23.3.10

Die Moldau


texto escrito enquanto eu ouvia "Die Moldau", composição orquestral de Smetana.


a noite já dormiu, e meus olhos não fecham.

dentro de meu corpo, sinto um milhão de sensações. sinto música que não sei exprimir ou explicar. sinto uma saudade do que ainda não tive, e sinto um amolecer macio, um misturar de todas as sensações possíveis.

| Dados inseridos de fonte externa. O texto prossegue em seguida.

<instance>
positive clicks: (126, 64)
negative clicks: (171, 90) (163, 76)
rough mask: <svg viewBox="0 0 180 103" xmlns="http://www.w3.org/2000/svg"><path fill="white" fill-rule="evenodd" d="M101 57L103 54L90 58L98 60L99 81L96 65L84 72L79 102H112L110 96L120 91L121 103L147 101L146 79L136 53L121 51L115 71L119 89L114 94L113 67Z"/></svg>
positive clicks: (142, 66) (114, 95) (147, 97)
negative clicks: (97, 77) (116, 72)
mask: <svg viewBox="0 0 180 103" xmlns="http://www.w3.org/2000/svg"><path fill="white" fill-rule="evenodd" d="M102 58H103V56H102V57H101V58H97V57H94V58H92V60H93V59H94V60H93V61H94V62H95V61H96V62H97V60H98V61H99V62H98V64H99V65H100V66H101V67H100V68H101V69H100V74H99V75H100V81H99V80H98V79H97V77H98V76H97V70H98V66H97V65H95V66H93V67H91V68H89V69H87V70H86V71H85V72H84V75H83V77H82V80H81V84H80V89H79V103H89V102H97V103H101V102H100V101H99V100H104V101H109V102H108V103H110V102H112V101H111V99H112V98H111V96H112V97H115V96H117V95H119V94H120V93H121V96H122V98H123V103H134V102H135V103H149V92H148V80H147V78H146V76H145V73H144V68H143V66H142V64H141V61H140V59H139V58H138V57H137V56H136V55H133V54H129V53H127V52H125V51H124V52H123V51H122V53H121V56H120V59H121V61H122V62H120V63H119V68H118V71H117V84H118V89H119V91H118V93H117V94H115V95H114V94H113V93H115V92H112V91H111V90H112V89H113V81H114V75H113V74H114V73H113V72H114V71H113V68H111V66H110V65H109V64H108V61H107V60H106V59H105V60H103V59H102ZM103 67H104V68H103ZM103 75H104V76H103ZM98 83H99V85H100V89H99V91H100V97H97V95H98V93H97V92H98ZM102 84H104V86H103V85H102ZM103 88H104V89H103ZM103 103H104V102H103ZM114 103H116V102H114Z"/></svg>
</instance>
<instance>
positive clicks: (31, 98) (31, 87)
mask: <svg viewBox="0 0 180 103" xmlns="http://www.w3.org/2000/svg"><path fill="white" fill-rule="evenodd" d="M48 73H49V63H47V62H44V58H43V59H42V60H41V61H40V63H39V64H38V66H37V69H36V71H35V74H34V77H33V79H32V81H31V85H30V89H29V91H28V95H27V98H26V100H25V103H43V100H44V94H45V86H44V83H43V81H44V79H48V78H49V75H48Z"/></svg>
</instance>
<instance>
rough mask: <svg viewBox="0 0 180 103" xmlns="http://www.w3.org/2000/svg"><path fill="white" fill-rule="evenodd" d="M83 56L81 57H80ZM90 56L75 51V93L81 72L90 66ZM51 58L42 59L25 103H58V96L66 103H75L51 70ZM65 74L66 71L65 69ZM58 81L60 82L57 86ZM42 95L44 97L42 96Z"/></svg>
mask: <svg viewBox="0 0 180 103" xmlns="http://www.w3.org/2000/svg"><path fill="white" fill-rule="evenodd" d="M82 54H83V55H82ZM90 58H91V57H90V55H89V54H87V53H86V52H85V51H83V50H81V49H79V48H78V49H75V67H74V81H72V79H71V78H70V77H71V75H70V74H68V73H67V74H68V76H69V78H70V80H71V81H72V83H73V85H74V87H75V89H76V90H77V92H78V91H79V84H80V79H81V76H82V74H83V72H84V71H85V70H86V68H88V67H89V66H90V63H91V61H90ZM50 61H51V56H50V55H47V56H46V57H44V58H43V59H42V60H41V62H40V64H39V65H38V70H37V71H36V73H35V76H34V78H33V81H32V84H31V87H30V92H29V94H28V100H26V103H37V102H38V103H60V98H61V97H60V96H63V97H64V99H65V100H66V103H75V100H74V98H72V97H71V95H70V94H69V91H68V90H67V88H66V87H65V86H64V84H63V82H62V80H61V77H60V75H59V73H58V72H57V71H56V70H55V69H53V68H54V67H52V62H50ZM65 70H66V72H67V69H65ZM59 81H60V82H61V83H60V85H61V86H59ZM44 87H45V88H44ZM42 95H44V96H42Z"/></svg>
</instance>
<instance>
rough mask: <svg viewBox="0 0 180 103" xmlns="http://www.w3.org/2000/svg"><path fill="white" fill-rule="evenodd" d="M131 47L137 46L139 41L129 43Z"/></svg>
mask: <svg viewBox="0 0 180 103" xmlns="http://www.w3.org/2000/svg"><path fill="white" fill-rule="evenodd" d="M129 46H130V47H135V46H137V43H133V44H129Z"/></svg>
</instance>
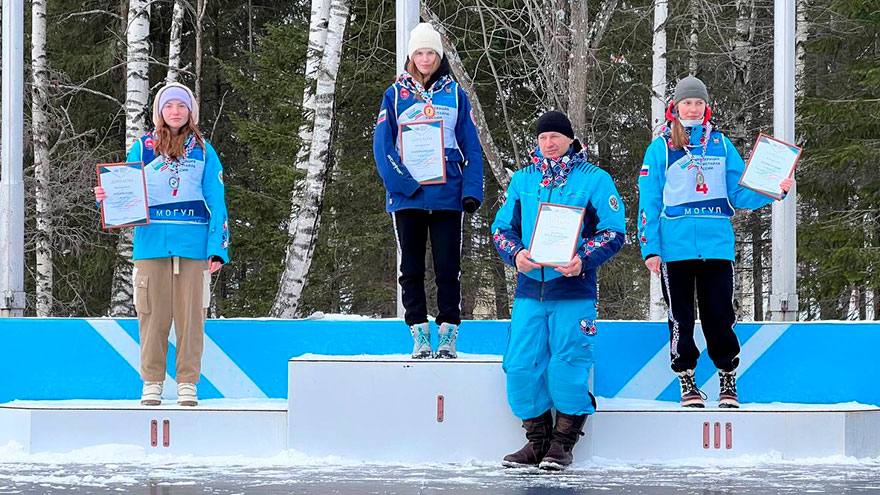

vontade de viver da escuta, da poesia e do belo. vontade de viver da pena e do pergaminho, livrando minha mente dessa melodias que tanto me rondam, e se recusam a me largar. sinto um prazer desmaiado, entregue. um levitar parado, que transcede qualquer tentativa de explicação de êxtase. sinto a estranha delícia oriuda da mistura da boa e amarga solidão.e meus olhos vão fechando, mas não por sonolência. fecham por não conseguirem suportar esse meu desmanchar interior. fecham para acompanhar o resto do corpo e serem tão internos quanto qualquer outra parte mim. fecham-se para impedir a entrada de qualquer elemento que não pertença a esse momento de beleza. e um sorriso se esboça. um sorrir que é só lábio. as notas me embalam, e dançam comigo. e eu danço e danço solitária. os olhos fechados agora equilibram algumas gotas que ameaçam despencar. e é como se um rio imenso corresse por minhas veias com suas águas hora corridas, hora plácidas. e nesse andar, eu sou parte das correntes, misturando-me nessa cadência. meus pés se apertam, pois não pisam. eu suspiro baixinho, e meu lábios novamente se contraem amordaçando um riso de mim. lembro da ponte e do vlatava. vontade louca daquele afago e daquela brisa gelada de fim de inverno. vontade do chão de pedras pequenas e vontade de olhos bem abertos,desesperados, sem saber exatamente como fixar pra sempre na lembrança um momento de beleza tão sublime. saudade daqueles braços abertos, e da sensação de estar no topo do universo, sem mais niguém. e as águas continuam a correr, incansáveis. minhas mãos acompanham as nuances melódicas do rio, e a mente relembra a brancura dos tchecos, pálidos e de feições congelantes, assim como as correntes que a pouco escorriam.

eu preciso voltar a Praga, antes que me afogue nessas águas que a todo instante me inundam os pensamentos.